Summary. The paper introduces a channel-transition account for how LLMs lose goal information during multi-turn interactions. It defines the Goal Accessibility Ratio (GAR) from attention weights to goal tokens, combines it with sliding-window ablations and linear probes on residual streams, and claims that the gap between attention loss and residual decodability predicts survival of goal-conditioned behavior across architectures. A causal ablation on Mistral shows recall collapsing to 11% under forced attention closure, with probes achieving AUC up to 0.99 on residuals versus chance on embeddings.

Significance. If the results hold, the work supplies a mechanistic framework distinguishing attention and residual channels for context degradation, with GAR as a practical diagnostic and architecture-specific predictions of failure timing. The within-model causal ablation and cross-architecture patterns are notable strengths that could inform context-management methods.

major comments (2)
  1. [Residual-stream probes (abstract and methods)] The linear probes achieve AUC up to 0.99 for predicting per-episode recall from residuals, yet the manuscript reports only post-hoc classification accuracy without activation patching, causal tracing, or direction ablation to test whether perturbing the probed residual directions alters goal-conditioned generation under closed attention. This is load-bearing for the central claim that the attention-residual gap predicts behavioral survival.
  2. [Sliding-window ablations] The sliding-window ablations are presented as isolating the attention channel, but potential residual effects on KV-cache statistics or positional signals are not addressed or controlled, which risks confounding the attribution of distinct failure modes specifically to the attention/residual distinction.
minor comments (2)
  1. [Abstract and results] The abstract and results sections would benefit from explicit reporting of error bars, exact data splits, and statistical tests for the AUC values and ablation outcomes to support verification.
  2. [GAR definition] Clarify the precise formula and hyperparameters for GAR computation, including window size and attention aggregation, in the main text or an early methods subsection.

Simulated Author's Rebuttal

2 responses · 0 unresolved

We thank the referee for the constructive and detailed feedback. The comments highlight important points about causal validation and experimental controls. We address each major comment below and have made partial revisions to strengthen the manuscript.
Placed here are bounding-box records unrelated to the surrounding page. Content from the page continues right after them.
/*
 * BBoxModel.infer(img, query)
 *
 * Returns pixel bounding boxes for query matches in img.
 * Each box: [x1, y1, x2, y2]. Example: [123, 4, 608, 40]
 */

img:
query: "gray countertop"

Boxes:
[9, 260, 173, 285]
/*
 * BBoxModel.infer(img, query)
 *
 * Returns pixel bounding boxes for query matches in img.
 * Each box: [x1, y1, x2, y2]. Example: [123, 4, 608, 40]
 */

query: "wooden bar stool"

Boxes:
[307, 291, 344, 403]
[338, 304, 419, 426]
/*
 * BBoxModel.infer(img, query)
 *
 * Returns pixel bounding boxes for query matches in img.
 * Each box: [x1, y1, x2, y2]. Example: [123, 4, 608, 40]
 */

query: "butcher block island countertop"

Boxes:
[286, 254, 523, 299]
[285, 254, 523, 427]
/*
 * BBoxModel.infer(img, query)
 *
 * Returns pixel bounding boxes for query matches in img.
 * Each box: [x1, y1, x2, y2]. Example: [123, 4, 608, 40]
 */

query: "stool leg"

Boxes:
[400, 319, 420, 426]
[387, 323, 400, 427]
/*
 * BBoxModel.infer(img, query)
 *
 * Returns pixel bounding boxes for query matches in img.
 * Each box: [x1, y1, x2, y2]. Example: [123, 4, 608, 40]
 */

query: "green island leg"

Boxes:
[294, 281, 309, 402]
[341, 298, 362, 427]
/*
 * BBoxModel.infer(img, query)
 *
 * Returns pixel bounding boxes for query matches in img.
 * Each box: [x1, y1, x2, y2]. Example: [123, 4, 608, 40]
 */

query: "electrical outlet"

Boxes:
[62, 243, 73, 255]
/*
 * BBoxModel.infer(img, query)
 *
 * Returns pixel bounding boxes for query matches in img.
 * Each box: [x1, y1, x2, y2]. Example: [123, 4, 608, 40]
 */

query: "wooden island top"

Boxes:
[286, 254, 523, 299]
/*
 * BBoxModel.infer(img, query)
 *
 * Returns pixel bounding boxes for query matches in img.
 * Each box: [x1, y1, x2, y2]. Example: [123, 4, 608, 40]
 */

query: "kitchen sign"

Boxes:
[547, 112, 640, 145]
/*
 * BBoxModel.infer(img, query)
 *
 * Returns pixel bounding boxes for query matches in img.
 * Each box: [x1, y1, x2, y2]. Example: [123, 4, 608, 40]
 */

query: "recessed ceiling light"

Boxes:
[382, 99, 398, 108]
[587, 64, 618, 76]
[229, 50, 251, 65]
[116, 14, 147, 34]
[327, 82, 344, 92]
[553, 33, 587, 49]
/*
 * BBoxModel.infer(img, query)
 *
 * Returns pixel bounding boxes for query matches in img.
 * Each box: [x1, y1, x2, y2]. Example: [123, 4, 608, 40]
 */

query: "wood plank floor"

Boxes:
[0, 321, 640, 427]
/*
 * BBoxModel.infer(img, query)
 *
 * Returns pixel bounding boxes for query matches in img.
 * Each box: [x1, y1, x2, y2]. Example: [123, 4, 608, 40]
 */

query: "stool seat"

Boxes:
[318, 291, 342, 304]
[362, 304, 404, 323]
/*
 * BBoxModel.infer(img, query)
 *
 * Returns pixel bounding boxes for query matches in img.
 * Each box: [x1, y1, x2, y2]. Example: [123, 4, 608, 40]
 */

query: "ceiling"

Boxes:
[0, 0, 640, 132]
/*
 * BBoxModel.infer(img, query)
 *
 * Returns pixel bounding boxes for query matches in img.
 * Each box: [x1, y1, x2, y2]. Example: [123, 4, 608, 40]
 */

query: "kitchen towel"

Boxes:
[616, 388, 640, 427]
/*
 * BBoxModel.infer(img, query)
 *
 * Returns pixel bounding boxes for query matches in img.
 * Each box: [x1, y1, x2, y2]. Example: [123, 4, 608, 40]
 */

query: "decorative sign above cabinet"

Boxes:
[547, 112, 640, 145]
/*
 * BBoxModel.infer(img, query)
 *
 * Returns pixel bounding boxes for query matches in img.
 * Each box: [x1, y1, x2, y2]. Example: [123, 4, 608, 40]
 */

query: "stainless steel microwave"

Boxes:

read point-by-point responses
  1. Referee: [Residual-stream probes (abstract and methods)] The linear probes achieve AUC up to 0.99 for predicting per-episode recall from residuals, yet the manuscript reports only post-hoc classification accuracy without activation patching, causal tracing, or direction ablation to test whether perturbing the probed residual directions alters goal-conditioned generation under closed attention. This is load-bearing for the central claim that the attention-residual gap predicts behavioral survival.

    Authors: We appreciate this observation. The manuscript's central causal evidence is the direct within-model attention-closure intervention on Mistral, which forces the attention channel closed and collapses recall from near-perfect to 11% while elevating persona violations above the adversarial baseline. This intervention demonstrates that goal-conditioned behavior depends on the attention channel even when residuals retain decodable goal information (probes reach AUC 0.99 while embeddings remain at chance). The probes themselves are presented as providing predictive evidence of residual retention rather than as a standalone causal demonstration. We agree that activation patching or direction ablation on the probed residual directions would provide stronger causal support for the residual channel's role. We will revise the methods and discussion sections to explicitly frame the probes as correlational/predictive, clarify that the attention-closure ablation supplies the primary causal test of the gap, and add a limitations paragraph noting the absence of residual-direction interventions as an avenue for future work. revision: partial

  2. Referee: [Sliding-window ablations] The sliding-window ablations are presented as isolating the attention channel, but potential residual effects on KV-cache statistics or positional signals are not addressed or controlled, which risks confounding the attribution of distinct failure modes specifically to the attention/residual distinction.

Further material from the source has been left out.